Quelle lecture faites-vous de l’annonce faite par le président Bouteflika de consacrer les droits politiques des femmes dans la Constitution ?

ll C’est une bonne décision, car c’est un processus normal d’alignement de notre législation sur les dispositions des conventions internationales que l’Algérie a ratifiées, à l’exemple de la convention sur les droits politiques des femmes, ratifiée en 2004. Nous avons été entendues dans notre revendication de mettre en place des mesures temporaires pour atteindre l’égalité. Ces mesures ont été préconisées par la Cedaw (Convention internationale sur l’élimination de toutes les formes de discrimination à l’égard des femmes, ndlr), ratifiée par l’Algérie en 1996. Ces mesures, comme leur nom l’indique, sont temporaires, c'est-à-dire qu’elles disparaîtront dans le temps, une fois l’égalité ou la parité atteinte. Cette disposition constitutionnelle est nécessaire, car une mesure temporaire ne peut être décidée sans cette base légale, sous peine d’être déclarée anticonstitutionnel le par le Conseil constitutionnel. Si le principe constitutionnel d’égalité est acquis, il faut le mettre en œuvre. La loi organique, qui est une loi d’application, va donc concerner directement les partis politiques et s’adresser à eux. Elle devra préciser le taux de participation effective à atteindre, entre 30 et 40%, et les modalités d’application ou de réalisation de ce système.

Comment atteindre justement ce taux de 30 à 40% ?

Soit par l’alternance obligatoire sur la liste : un homme, une femme, dans les listes proportionnelles proposées par les partis ; soit par l’inclusion dans la liste électorale d’au moins 3 femmes en poste éligible… ou alors inclure un certain pourcentage de femmes en poste éligible. Notre crainte est de voir la décision d’améliorer la représentativité féminine noyée dans un déluge d’articles et diluée, pour ne plus rien représenter, alors que le rôle de la loi organique est d’en préciser les contours.

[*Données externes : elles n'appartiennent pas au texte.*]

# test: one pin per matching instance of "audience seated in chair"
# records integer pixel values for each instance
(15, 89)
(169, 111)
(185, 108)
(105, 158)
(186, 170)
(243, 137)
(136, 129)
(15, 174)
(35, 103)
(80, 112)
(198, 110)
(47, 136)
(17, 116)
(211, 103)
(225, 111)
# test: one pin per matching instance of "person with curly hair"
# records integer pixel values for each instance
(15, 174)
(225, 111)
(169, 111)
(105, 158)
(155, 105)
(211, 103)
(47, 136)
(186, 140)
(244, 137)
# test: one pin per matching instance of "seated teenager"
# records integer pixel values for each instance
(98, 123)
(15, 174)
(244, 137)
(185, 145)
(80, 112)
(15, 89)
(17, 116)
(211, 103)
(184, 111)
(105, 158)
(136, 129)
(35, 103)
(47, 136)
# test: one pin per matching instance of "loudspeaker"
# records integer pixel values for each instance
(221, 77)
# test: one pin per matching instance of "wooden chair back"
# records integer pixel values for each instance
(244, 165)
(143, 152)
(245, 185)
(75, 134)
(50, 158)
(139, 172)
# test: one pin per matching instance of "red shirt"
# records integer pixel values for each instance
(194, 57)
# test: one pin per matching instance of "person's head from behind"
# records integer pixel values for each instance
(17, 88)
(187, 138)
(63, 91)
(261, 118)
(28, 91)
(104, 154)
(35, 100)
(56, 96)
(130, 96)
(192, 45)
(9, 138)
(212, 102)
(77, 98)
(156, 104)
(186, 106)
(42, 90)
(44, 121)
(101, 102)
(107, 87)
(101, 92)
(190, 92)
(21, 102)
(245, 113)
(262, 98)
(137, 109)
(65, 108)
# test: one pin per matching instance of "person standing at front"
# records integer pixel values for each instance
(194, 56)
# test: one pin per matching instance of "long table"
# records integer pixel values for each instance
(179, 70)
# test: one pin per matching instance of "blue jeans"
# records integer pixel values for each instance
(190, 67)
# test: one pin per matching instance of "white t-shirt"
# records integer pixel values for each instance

Seulement 7% de femmes sont députées à l’APN et 3% au Conseil de la nation. En retenant le principe des quotas, comment faire respecter cette décision par les partis politiques ?

Tout en fixant le taux à atteindre et à concrétiser, la loi organique devra insérer des mesures incitatives en direction des partis, soit en leur accordant des subventions proportionnelles au nombre de femmes inscrites dans leur liste et au nombre de femmes effectivement élues. Les partis politiques doivent être tenus par une obligation de résultat.

Récemment, le ministère de la Justice a installé une commission chargée de proposer une loi organique. Avez-vous été approchées par les membres de cette commission ?

Non, nous n’avons pas été approchées et c’est dommage. Les militantes des partis politiques devraient être associées… Le travail que nous avons fait et les propositions concrètes que nous avons avancées sont contenus dans l’étude maghrébine et le mémorandum. Pourquoi pas une rencontre pour nous faire entendre ? J’ai cru comprendre qu’un projet de loi organique élaboré sur une initiative de 30 députés avait déjà été déposé à l’APN (en novembre 2008, ndlr) et endossé par le gouvernement. Il faut accorder toutes ces démarches… Notre crainte est de voir mourir dans l’œuf tous nos efforts sur la question.